The natural gas that was discovered in Israel’s economic waters has the potential to generate immense profits and revenue, as well as to improve Israel’s relations with its neighbors. However, the prolonged internal political process within Israel regarding the development of the reserves and the method of taxation and ratio between domestic use and exports, in addition to the recent developments in Turkey and Egypt, make it difficult for Israel to realize these benefits. In addition, other current and potential producers in the region (Egypt, the Palestinian Authority, Lebanon, and Cyprus) also do not fully enjoy the economic and political potential that the natural gas presents, as they are unable to overcome the conflicts between them and they often work against their own clear economic interest.
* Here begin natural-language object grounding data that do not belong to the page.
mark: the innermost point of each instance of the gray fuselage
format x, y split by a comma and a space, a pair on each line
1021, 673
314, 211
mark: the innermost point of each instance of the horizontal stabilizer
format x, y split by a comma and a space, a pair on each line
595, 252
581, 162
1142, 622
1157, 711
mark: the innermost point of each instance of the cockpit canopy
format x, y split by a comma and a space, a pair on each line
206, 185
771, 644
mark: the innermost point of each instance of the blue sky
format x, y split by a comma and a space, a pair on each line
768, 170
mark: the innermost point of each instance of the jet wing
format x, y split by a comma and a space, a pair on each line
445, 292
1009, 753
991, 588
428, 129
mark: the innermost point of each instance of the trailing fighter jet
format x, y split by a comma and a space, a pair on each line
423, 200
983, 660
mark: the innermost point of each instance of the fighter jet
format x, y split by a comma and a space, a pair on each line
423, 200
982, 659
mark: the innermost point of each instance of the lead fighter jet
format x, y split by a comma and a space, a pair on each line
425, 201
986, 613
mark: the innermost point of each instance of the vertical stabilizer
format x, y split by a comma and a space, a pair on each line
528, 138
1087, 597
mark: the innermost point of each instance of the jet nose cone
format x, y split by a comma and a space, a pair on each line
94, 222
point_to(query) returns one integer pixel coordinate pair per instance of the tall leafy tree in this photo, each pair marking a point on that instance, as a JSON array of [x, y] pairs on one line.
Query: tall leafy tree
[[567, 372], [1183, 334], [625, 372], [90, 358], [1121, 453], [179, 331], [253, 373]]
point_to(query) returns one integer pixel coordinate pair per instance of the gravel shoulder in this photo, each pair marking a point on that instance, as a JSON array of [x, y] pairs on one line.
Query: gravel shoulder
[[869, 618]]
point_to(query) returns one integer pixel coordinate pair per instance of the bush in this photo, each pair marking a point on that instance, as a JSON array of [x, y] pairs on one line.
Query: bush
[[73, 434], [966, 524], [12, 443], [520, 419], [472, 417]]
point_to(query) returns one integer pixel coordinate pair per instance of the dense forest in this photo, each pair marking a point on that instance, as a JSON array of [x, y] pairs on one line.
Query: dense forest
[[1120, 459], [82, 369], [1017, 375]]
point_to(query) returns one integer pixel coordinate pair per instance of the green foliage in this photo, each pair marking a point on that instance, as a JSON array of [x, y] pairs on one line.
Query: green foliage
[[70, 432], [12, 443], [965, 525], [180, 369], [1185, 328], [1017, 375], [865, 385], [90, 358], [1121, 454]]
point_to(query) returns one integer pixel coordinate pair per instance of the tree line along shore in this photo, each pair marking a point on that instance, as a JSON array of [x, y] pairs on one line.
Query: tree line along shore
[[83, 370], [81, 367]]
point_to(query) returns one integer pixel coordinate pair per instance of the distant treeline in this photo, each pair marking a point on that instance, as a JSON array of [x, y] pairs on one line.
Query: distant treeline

Other benefits that can be derived from the gas are not dependent on the countries surrounding Israel. They include substantial economic savings that the increased use of natural gas will facilitate for industry, agriculture, and transportation in Israel, as well as the resulting reduction in air pollution. Nonetheless, even in the most optimistic scenarios, the Israeli economy cannot itself absorb a large enough volume of gas in the coming years to justify the capital investment needed for the development of the Leviathan field. If the gas export deal with Egypt does not materialize, the gas partners will become dependent on the relatively small export deal with Jordan as their only anchor. This would endanger the development of Leviathan, leaving Israel without sufficient backup in the event of a prolonged disruption of gas supply from the Tamar field. Therefore, gas companies should push for the rapid implementation of the export deal with Egypt while the Egyptian gas shortage continues. In turn, the Israeli government should provide behind the scenes assistance in this matter to the extent necessary.